Pinto beans are among the most common staple foods in many cultures. They are very healthy and inexpensive. Pinto beans are the most highly consumed dried bean in the U.S.A. and the are very easy to cook. Pinto beans are an excellent source of protein – especially when combined with rice. Proteins are composed of amino acids. The body can produce all but 10 amino acids. These 10 amino acids are called “essential amino acids”. Foods containing all of these essential amino acids are called “complete proteins” and foods lacking in certain essential amino acids are called “incomplete proteins”. Some vegetables lack certain essential amino acids but when combined in the same meal with other vegetables containing the missing amino acids, a complete protein will result. Thus, certain combinations of vegetables with incomplete proteins balance each other out to form complete proteins. Beans and rice is one such combination.

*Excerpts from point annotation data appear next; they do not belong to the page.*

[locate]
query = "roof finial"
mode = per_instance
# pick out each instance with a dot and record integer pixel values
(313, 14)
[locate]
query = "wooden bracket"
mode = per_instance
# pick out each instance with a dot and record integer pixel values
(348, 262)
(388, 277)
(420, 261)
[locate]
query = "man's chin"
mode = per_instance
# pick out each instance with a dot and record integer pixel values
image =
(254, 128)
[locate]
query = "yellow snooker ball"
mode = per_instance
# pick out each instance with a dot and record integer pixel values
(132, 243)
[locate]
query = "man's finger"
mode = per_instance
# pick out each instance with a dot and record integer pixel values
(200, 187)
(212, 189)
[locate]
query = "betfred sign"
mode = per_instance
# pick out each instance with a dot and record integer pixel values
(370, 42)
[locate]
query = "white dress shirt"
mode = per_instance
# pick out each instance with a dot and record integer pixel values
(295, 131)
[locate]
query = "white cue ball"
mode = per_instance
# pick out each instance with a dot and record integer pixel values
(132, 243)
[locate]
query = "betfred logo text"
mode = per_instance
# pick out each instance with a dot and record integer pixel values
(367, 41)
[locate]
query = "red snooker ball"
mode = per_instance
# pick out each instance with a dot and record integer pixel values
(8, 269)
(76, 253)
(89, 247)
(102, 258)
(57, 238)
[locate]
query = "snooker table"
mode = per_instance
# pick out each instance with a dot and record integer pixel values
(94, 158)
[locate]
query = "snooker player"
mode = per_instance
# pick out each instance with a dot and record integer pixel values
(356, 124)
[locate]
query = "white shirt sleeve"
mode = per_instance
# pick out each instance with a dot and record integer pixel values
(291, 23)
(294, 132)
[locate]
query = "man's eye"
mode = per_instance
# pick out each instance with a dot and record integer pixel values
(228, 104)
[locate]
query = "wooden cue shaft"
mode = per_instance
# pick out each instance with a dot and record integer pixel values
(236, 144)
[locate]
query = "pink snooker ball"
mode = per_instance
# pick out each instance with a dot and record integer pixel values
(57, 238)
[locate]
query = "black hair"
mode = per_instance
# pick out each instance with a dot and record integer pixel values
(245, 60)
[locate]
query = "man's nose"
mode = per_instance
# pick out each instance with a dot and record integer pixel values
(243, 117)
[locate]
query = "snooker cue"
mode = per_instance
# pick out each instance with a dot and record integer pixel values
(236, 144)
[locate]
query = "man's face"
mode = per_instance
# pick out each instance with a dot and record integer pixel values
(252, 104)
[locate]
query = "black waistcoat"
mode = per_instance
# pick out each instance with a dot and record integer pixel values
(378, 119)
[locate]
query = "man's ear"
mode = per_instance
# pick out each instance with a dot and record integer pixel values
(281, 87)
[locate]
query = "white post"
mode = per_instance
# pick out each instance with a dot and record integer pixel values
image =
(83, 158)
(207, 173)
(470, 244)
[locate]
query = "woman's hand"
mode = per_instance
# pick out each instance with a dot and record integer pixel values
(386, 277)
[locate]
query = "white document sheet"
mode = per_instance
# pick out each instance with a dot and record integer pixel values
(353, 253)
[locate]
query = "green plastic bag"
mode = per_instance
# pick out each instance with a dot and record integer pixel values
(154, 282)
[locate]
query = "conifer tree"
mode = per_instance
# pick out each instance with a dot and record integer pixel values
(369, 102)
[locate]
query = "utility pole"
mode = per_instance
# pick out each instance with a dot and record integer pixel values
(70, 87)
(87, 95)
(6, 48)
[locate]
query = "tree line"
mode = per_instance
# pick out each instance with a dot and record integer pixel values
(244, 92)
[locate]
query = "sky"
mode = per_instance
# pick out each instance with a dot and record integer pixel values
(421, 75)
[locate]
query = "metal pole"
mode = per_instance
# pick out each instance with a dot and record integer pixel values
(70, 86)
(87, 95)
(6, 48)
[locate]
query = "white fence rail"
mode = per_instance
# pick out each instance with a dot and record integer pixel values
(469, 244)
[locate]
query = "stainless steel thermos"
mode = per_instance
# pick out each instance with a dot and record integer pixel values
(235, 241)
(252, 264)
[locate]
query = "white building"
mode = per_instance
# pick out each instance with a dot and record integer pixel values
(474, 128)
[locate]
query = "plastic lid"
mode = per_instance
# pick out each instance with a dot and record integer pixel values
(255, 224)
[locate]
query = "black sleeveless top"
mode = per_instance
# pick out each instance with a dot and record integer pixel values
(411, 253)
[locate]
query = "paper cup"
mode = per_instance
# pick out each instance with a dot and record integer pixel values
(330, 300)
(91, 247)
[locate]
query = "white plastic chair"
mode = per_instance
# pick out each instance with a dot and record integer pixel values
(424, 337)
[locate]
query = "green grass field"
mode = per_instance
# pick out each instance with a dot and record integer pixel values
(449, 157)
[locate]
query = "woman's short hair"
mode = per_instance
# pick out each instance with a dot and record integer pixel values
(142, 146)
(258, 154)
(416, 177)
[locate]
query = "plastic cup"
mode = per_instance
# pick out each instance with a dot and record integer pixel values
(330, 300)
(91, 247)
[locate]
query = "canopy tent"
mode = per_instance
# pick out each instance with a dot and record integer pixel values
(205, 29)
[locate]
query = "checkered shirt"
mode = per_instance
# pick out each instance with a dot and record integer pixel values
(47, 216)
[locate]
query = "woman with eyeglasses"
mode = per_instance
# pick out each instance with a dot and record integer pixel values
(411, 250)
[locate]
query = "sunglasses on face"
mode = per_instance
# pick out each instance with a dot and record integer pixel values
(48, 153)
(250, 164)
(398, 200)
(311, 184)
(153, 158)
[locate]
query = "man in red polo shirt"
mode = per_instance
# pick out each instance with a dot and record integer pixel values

In a recent Oprah Winfrey show, Dr. Mehmet Oz and freelance writer Dan Buettner discussed the “blue zones” – areas of the planet where people often live to be 100. Dan Buettner emphasizes what he calls the “Mesoamerican trifecta” — the predominant diet in much of Central America for the last 3,500 years. Mr Buettner states that “The diet consists of lightly salted corn tortillas, beans and squash” … which is “arguably the best longevity food ever invented.” Pinto beans are good for heart health, they are very high in fiber and help to stabilize blood sugar levels, thereby keeping you from getting hungry.
Fat Free Pinto Beans
- 3 1/2 cups pinto beans
Sort through the beans and pull out any stones or shriveled beans. Add beans to a pot with a lid. Add water to cover beans with 1 to 2 inches of water. You can’t add too much water because you’re going to rinse them the next day, anyway. Let soak overnight in the refrigerator. The next day, rinse the beans. This is an important step because the overnight soaking will pull out an enzyme that causes gas and that enzyme will now be in the water. So you rinse away all of that water along with the enzyme that causes gas so you get rid of it. Now add new water to the pot of beans as needed to just cover them. Heat over medium flame until water starts to boil. Reduce heat to simmer for 2 1/2 to 3 hours. Check water level after about 20 minutes, then every 30 minutes afterwards, adding water as needed to keep water level just to the top of the beans. Do not allow the water to boil away and burn the beans. Stir with wooden spoon occasionally. Cook until beans are soft and the cooking liquid is of good consistency. Never add salt until beans are fully cooked.